En passant devant la commode du hall d’entrée, je me suis souvenu que ma mère y rangeait parfois certains de nos objets, à mes frères et à moi-même, qu’elle avait décrétés inutiles, objets qui restaient là comme au purgatoire jusqu’à ce qu’elle les condamne ou les gracie. J’ai d’abord ouvert le dernier tiroir ; celui du haut, puis, par je ne sais quel illogisme, celui du bas. En me relevant, j’ai tapé de la tête le tiroir que j’avais oublié de refermer. Le choc a provoqué la chute de la statue. J’ai pris la chaise pour mieux voir : la malheureuse avait la tête brisée. La mienne ne l’était pas moins ! Je ne pouvais mentir, cacher ma faute, je devais affronter mon père, lui dire le mal que j’avais infligé à la statue radieuse, et puis souhaiter qu’il me pardonne, compter sur sa compréhension, son discernement. J’attendais dans le hall qu’il arrive. Une gueule de molosse me mordait les chevilles, m’empêchait de bouger. Je haïssais autant ma maladresse que ce bilboquet du diable capable de décapitations. Quand la porte d’entrée s’est ouverte, d’un regard, mon père a compris: la commode, la tête coupée, ma peine, mes regrets, mon attente, il a compris tout cela, mais une fureur est venue battre ses tempes, un instinct qui peut s’emparer du plus brave des hommes, le brûler, injecter en lui une sauvagerie de pirate, de tortionnaire, une violence qui ne pourra se dissiper sans une action d’éclat, un cri, un geste sonore. Le visage calme, mais avec les mâchoires serrées, comme s’il avait voulu les broyer, réduire ses dents en poussière, mon père m’a giflé.

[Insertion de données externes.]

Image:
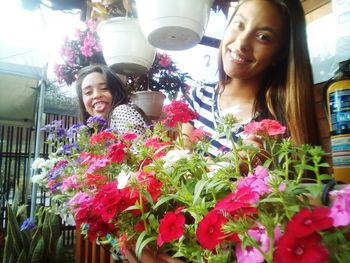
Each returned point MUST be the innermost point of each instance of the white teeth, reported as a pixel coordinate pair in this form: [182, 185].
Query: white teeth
[236, 57]
[99, 105]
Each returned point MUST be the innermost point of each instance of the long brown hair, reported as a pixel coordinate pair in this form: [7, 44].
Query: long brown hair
[286, 92]
[114, 84]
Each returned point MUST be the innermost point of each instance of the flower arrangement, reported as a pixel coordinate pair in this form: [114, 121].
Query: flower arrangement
[134, 193]
[164, 75]
[77, 52]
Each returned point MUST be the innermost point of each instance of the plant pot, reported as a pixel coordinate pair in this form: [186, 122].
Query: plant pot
[150, 256]
[173, 24]
[124, 47]
[151, 102]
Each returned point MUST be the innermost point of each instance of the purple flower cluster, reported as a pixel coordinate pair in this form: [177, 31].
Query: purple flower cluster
[28, 224]
[82, 50]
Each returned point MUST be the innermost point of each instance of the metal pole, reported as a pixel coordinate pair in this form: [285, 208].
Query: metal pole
[38, 142]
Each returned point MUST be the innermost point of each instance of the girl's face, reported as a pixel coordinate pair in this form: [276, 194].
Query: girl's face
[97, 97]
[252, 40]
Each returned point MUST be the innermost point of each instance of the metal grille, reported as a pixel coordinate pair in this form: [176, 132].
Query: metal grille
[17, 146]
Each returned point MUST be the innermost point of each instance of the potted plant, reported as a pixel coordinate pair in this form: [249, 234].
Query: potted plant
[81, 50]
[164, 77]
[124, 46]
[174, 24]
[151, 194]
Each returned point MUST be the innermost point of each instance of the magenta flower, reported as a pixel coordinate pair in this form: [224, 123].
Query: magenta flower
[340, 210]
[70, 182]
[251, 254]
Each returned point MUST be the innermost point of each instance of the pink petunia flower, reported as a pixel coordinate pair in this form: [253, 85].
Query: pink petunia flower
[264, 127]
[171, 227]
[340, 209]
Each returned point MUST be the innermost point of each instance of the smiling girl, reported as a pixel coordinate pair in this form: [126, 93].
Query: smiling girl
[101, 93]
[264, 72]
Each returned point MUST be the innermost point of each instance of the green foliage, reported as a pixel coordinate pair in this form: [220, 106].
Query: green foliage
[36, 244]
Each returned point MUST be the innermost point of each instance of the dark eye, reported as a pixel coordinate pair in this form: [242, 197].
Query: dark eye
[263, 37]
[237, 24]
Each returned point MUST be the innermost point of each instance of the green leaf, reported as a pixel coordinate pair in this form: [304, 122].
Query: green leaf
[22, 257]
[59, 251]
[143, 244]
[163, 200]
[15, 231]
[9, 247]
[139, 241]
[35, 239]
[38, 254]
[314, 189]
[198, 189]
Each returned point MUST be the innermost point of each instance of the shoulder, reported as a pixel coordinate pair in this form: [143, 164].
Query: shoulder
[203, 91]
[126, 112]
[125, 118]
[202, 96]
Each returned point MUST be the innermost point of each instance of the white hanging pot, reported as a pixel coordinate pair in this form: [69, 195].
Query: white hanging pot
[151, 102]
[173, 24]
[125, 48]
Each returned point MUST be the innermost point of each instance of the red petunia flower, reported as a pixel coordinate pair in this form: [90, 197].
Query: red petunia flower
[129, 136]
[171, 227]
[264, 127]
[164, 59]
[116, 152]
[240, 199]
[307, 222]
[199, 134]
[157, 145]
[302, 250]
[102, 136]
[178, 112]
[209, 233]
[140, 226]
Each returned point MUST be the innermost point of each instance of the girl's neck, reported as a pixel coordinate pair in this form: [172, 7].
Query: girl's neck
[245, 90]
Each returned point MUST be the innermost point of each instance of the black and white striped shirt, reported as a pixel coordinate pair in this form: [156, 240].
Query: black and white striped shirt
[204, 101]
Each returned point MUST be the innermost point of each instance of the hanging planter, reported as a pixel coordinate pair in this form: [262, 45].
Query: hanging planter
[151, 102]
[124, 47]
[173, 24]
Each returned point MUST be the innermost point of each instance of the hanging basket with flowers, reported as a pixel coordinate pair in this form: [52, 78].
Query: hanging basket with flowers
[150, 193]
[77, 52]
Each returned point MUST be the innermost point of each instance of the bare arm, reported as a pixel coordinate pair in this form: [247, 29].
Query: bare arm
[187, 130]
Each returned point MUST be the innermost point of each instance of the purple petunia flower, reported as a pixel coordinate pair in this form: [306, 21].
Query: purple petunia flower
[28, 224]
[96, 120]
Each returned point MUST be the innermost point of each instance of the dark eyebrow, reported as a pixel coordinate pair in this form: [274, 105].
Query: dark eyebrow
[98, 84]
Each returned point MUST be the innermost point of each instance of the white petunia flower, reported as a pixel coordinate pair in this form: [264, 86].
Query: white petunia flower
[123, 179]
[172, 157]
[38, 178]
[38, 162]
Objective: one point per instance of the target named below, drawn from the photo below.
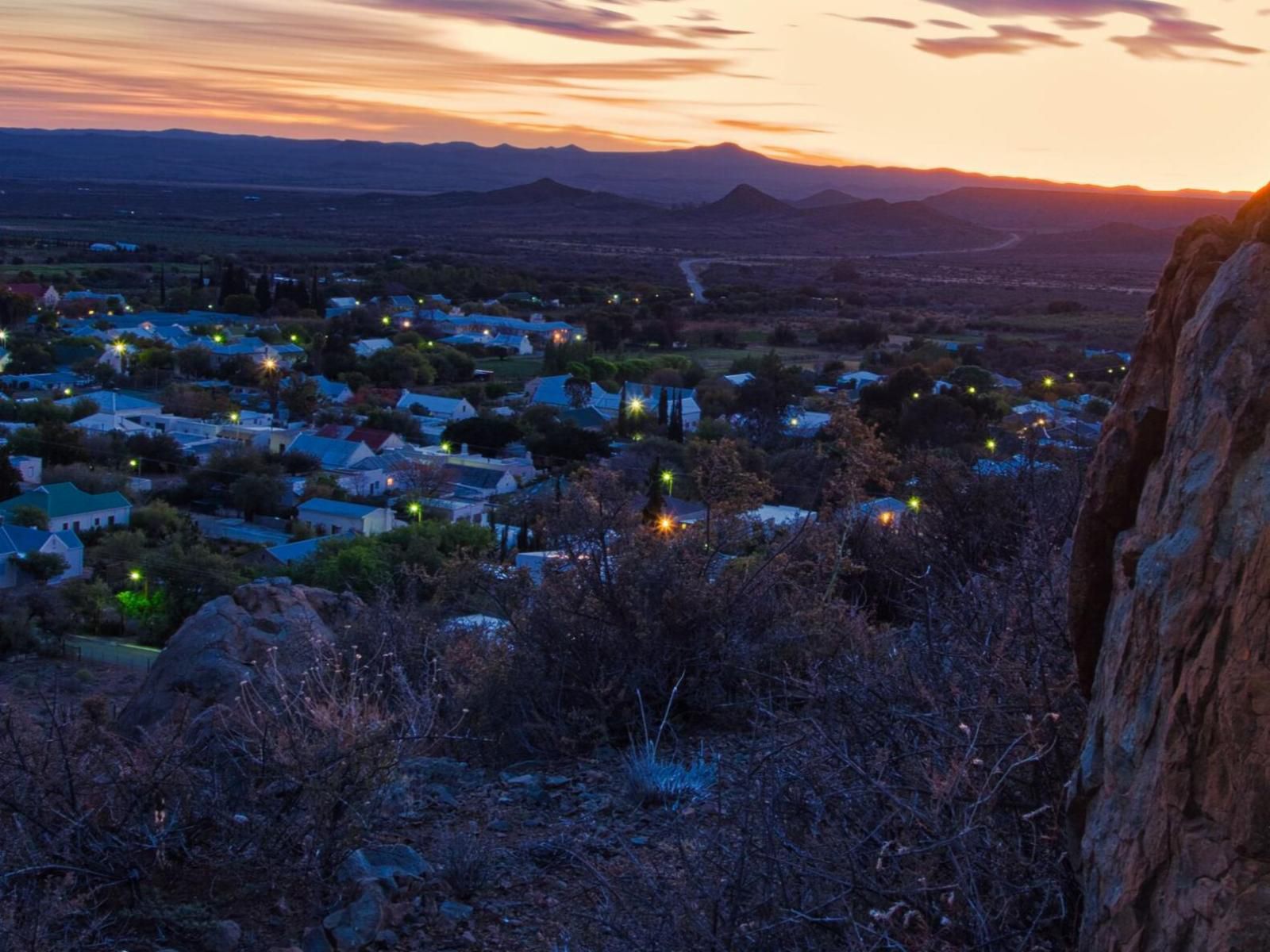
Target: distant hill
(675, 177)
(742, 202)
(1117, 238)
(826, 198)
(1073, 211)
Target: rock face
(1170, 615)
(233, 638)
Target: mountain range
(683, 175)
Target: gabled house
(478, 482)
(114, 404)
(332, 518)
(18, 543)
(379, 441)
(44, 295)
(330, 454)
(333, 391)
(371, 346)
(70, 508)
(444, 408)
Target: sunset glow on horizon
(1105, 92)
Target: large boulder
(1170, 615)
(230, 640)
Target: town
(295, 428)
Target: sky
(1105, 92)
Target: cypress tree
(262, 292)
(656, 507)
(676, 429)
(624, 428)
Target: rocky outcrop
(1170, 615)
(230, 640)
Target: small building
(371, 346)
(442, 408)
(71, 509)
(18, 543)
(332, 518)
(116, 404)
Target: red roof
(375, 440)
(29, 290)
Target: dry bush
(266, 795)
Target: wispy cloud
(774, 127)
(1172, 33)
(884, 22)
(587, 22)
(1179, 40)
(1006, 40)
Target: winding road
(690, 266)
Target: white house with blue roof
(441, 408)
(17, 543)
(330, 517)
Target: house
(379, 441)
(512, 343)
(781, 516)
(114, 404)
(332, 391)
(371, 346)
(478, 482)
(17, 543)
(330, 454)
(31, 469)
(64, 381)
(647, 397)
(550, 391)
(108, 423)
(291, 552)
(455, 509)
(332, 518)
(444, 408)
(859, 380)
(44, 295)
(70, 508)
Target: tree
(264, 298)
(723, 482)
(31, 517)
(10, 480)
(257, 493)
(484, 435)
(676, 429)
(41, 566)
(654, 509)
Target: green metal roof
(61, 499)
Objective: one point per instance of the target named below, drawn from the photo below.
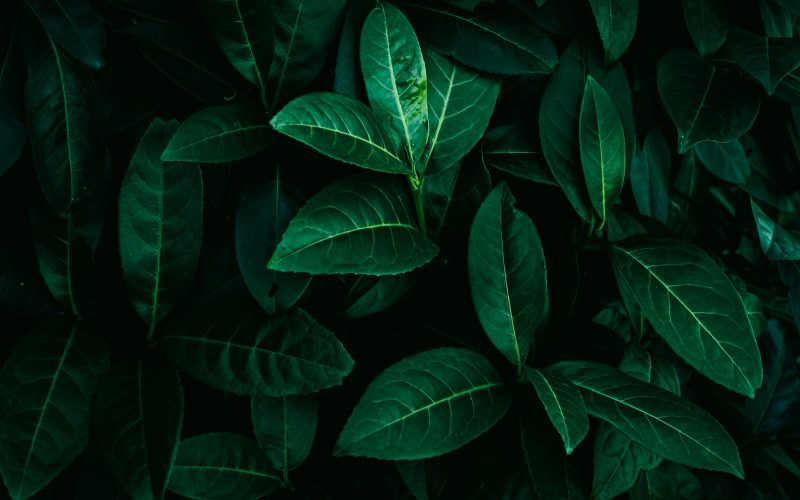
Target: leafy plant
(433, 250)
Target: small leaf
(221, 465)
(339, 233)
(240, 350)
(218, 134)
(425, 405)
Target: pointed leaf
(425, 405)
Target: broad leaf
(693, 306)
(218, 134)
(395, 76)
(48, 382)
(221, 465)
(285, 428)
(705, 102)
(507, 275)
(138, 420)
(160, 226)
(337, 231)
(667, 424)
(616, 21)
(240, 350)
(460, 103)
(602, 145)
(342, 128)
(425, 405)
(564, 406)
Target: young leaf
(284, 428)
(460, 103)
(395, 76)
(221, 465)
(507, 275)
(616, 20)
(160, 226)
(218, 134)
(138, 420)
(48, 382)
(564, 406)
(240, 350)
(705, 102)
(667, 424)
(342, 128)
(339, 232)
(693, 306)
(602, 145)
(425, 405)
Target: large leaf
(75, 26)
(218, 134)
(602, 145)
(564, 406)
(425, 405)
(395, 76)
(667, 424)
(160, 226)
(705, 102)
(48, 382)
(243, 30)
(357, 226)
(693, 306)
(616, 21)
(507, 275)
(342, 128)
(138, 420)
(304, 32)
(221, 465)
(240, 350)
(502, 42)
(460, 103)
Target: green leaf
(460, 103)
(339, 232)
(768, 60)
(266, 206)
(138, 420)
(285, 428)
(705, 102)
(304, 32)
(342, 128)
(616, 21)
(243, 30)
(667, 424)
(221, 465)
(425, 405)
(564, 406)
(240, 350)
(75, 26)
(219, 134)
(395, 76)
(602, 145)
(707, 21)
(777, 243)
(507, 275)
(160, 226)
(693, 306)
(501, 42)
(48, 382)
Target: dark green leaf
(507, 275)
(48, 382)
(425, 405)
(355, 226)
(693, 306)
(238, 349)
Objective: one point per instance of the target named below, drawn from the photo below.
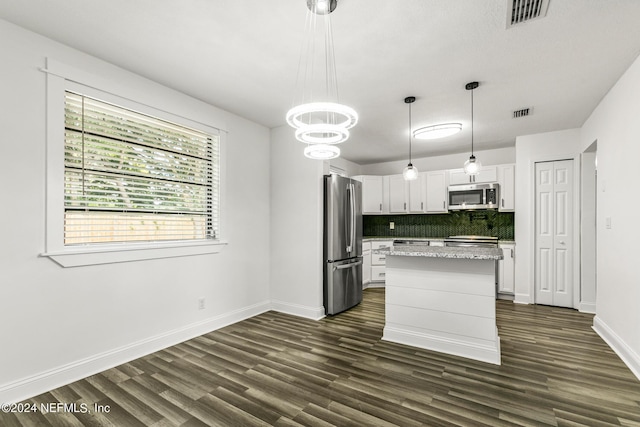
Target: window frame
(105, 253)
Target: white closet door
(554, 233)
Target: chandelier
(319, 119)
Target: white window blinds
(132, 177)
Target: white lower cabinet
(378, 262)
(506, 269)
(366, 263)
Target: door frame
(577, 167)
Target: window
(131, 177)
(134, 170)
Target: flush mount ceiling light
(437, 131)
(472, 166)
(410, 173)
(319, 119)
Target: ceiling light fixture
(437, 131)
(472, 166)
(323, 122)
(410, 173)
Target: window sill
(84, 256)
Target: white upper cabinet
(506, 179)
(486, 174)
(398, 194)
(417, 194)
(436, 192)
(391, 194)
(372, 194)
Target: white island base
(443, 304)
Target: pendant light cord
(410, 132)
(471, 122)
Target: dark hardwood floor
(276, 369)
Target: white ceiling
(242, 56)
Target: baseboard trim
(522, 299)
(314, 313)
(626, 353)
(587, 307)
(488, 353)
(26, 388)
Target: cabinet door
(372, 194)
(417, 193)
(436, 192)
(486, 174)
(506, 269)
(366, 267)
(397, 194)
(506, 179)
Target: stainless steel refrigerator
(342, 243)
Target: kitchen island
(443, 299)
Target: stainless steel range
(472, 241)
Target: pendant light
(318, 117)
(410, 173)
(472, 166)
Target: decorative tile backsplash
(482, 223)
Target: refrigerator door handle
(352, 217)
(343, 266)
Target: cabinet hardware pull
(343, 266)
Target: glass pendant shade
(321, 151)
(472, 166)
(410, 173)
(437, 131)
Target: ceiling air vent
(522, 113)
(520, 11)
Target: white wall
(63, 324)
(588, 241)
(450, 161)
(615, 126)
(529, 150)
(296, 227)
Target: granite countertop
(453, 252)
(426, 239)
(433, 239)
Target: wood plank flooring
(280, 370)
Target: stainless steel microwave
(474, 196)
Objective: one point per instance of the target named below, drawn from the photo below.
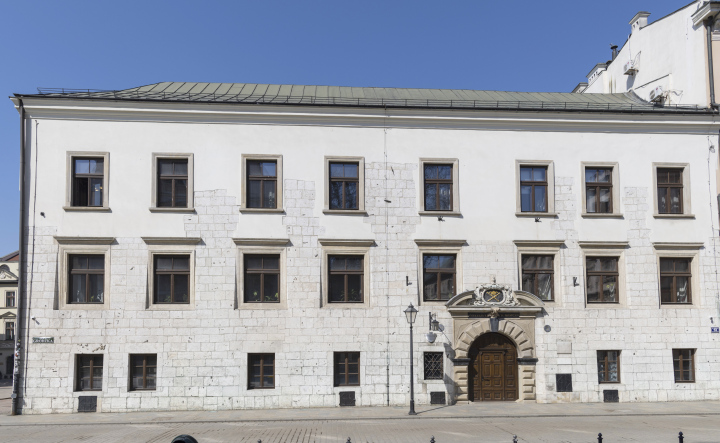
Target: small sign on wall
(43, 339)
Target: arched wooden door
(493, 369)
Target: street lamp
(410, 314)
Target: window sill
(601, 215)
(536, 214)
(674, 215)
(87, 208)
(441, 213)
(344, 212)
(261, 211)
(156, 209)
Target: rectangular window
(533, 189)
(347, 369)
(675, 278)
(262, 184)
(608, 366)
(87, 181)
(10, 330)
(87, 279)
(602, 279)
(438, 277)
(438, 187)
(261, 371)
(684, 365)
(670, 190)
(537, 275)
(88, 376)
(344, 185)
(143, 371)
(172, 183)
(598, 190)
(262, 278)
(433, 365)
(172, 278)
(346, 278)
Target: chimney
(639, 21)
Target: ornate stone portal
(495, 308)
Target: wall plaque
(43, 339)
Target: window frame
(78, 367)
(244, 158)
(250, 363)
(145, 366)
(686, 194)
(361, 185)
(542, 247)
(602, 376)
(425, 365)
(155, 177)
(615, 191)
(455, 189)
(346, 373)
(69, 161)
(692, 359)
(550, 177)
(82, 246)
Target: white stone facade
(202, 351)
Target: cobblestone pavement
(381, 425)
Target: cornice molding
(346, 242)
(665, 246)
(603, 244)
(438, 243)
(171, 240)
(84, 240)
(261, 241)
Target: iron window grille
(438, 187)
(261, 184)
(346, 274)
(684, 365)
(675, 278)
(602, 279)
(439, 277)
(172, 278)
(608, 366)
(262, 278)
(538, 275)
(87, 183)
(344, 185)
(433, 365)
(10, 330)
(143, 372)
(261, 371)
(86, 279)
(172, 186)
(89, 372)
(347, 369)
(670, 190)
(598, 190)
(533, 189)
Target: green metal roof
(251, 93)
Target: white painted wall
(202, 352)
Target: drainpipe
(709, 23)
(21, 267)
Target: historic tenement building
(225, 246)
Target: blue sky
(518, 45)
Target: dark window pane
(271, 288)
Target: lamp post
(410, 314)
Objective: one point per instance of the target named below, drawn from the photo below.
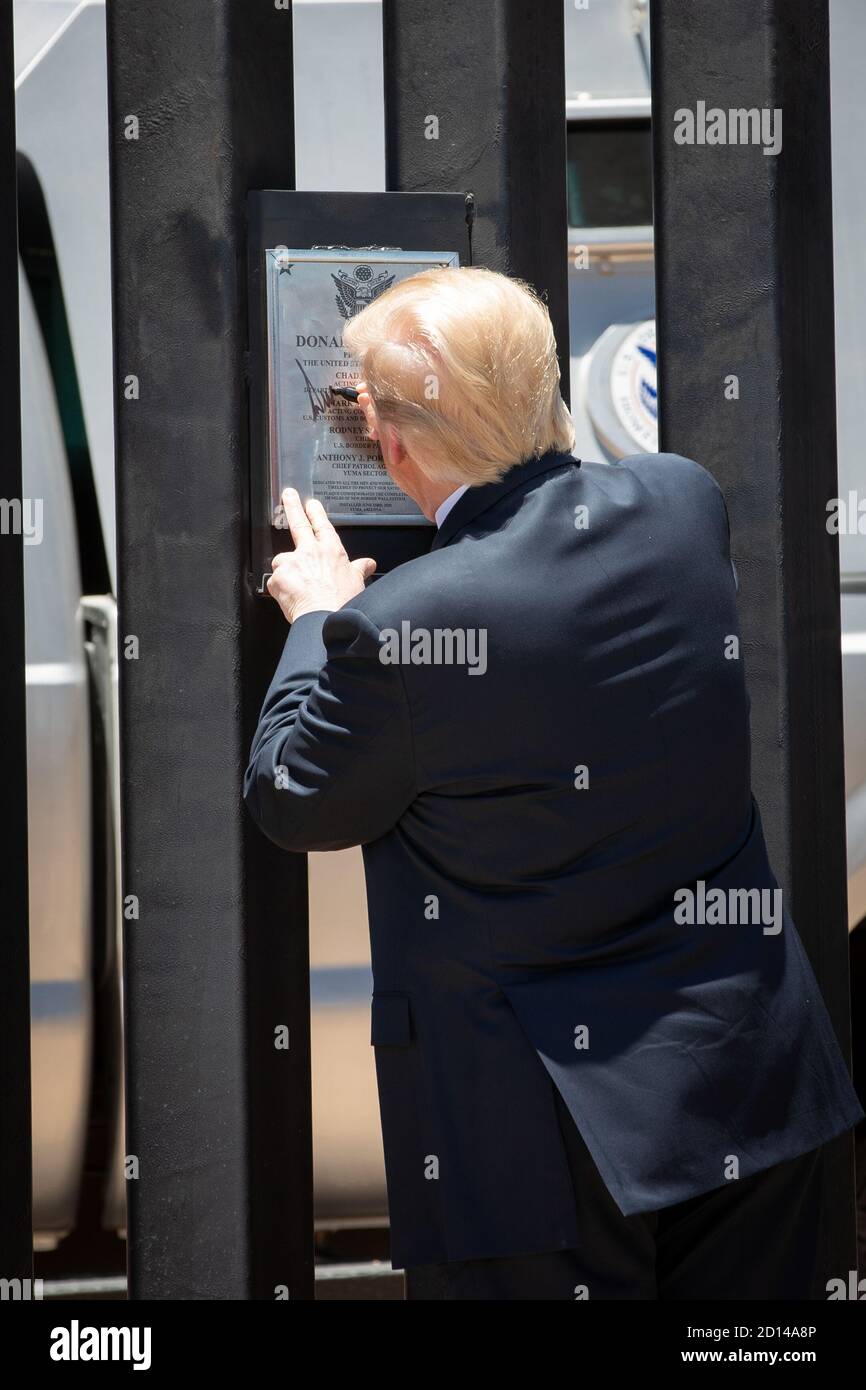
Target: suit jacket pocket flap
(391, 1020)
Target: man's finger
(323, 530)
(364, 567)
(296, 517)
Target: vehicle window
(609, 171)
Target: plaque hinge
(356, 248)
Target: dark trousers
(754, 1239)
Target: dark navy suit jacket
(524, 915)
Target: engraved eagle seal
(359, 289)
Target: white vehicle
(70, 578)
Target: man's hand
(317, 574)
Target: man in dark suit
(605, 1068)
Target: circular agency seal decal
(634, 388)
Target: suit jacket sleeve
(331, 763)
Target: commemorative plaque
(317, 442)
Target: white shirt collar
(445, 506)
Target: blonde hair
(462, 362)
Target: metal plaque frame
(302, 413)
(332, 230)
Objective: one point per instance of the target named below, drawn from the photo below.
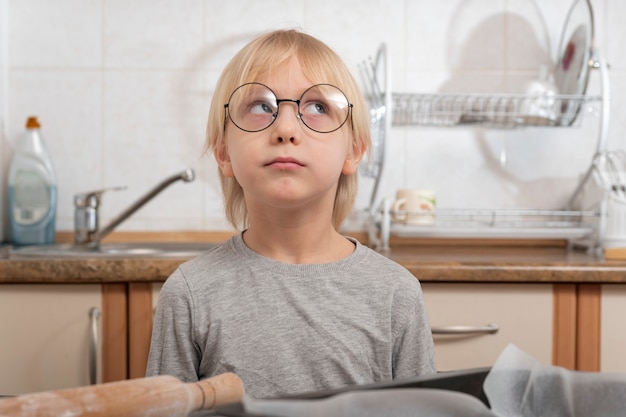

Assis sur mon lit, tranquille, je caressais du bout des doigts mes joues brûlantes, soulagé que ce moment soit passé, sans haine contre mon père, persuadé de la nécessité de cette gifle, de la réconciliation à venir.
Douleur et affliction ne dureraient pas
Il suffisait de fermer les yeux et de renaître. L’impact d’une détonation peut provenir d’un tissu qu’on froisse ! Sur le seuil de la chambre, dans une robe grise, imposante et impavide comme les personnages des bas-reliefs assyriens, se profilait ma mère. Son corps refusait d’aller plus loin, de passer le seuil de la chambre, mais sa voix, d’un autre temps encore, victorieuse, sa voix venait jusqu’à moi, me secouait, me soulevait, sa voix me perçait les veines, s’insinuait, me crispait, sa voix disait, de ce ton de haine frivole qui méprise et condamne la domesticité alentour : «Va ! Va regarder ce que tu as fait ! Va voir dans quel état tu as mis ton père ! Tu entends ? … Va voir ton père ! » Assis dans le crapaud4 rouge au tissu usé, dans ce fauteuil que ma mère jugeait épouvantable mais qui avait accompagné son mari depuis l’adolescence et qu’elle avait fini par tolérer comme on tolère un défaut inaliénable (par exemple des os pointus, une tache de naissance, une bouche qui tombe, des doigts trop courts, une mauvaise vue), assis dans son crapaud, mon père avait le corps penché en avant, qui tremblait. Il cachait sa face de malheureux. Quand il a senti ma présence, il a retiré ses mains. J’ai vu le visage d’un homme qui pleurait, un visage qui montrait ce qu’il serait vingt ans plus tard, avec les yeux qui se ratatinent, avec les rides gui s’élargissent, avec cette fatigue irréversible qui se propage sur chaque parcelle de peau, la flétrit, la grisaille, la consume, mais je voyais aussi qu’il était prisonnier de ce fauteuil, comme si une enveloppe métallique l’entourait, avec des barreaux serrés, avec une porte cadenassée, mon père enfermé dans cette cage comme un animal sur qui on se livre à diverses expérimentations et qu’on libérera peut-être, une fois achevées les séances d’analyse, si le responsable du laboratoire le veut bien.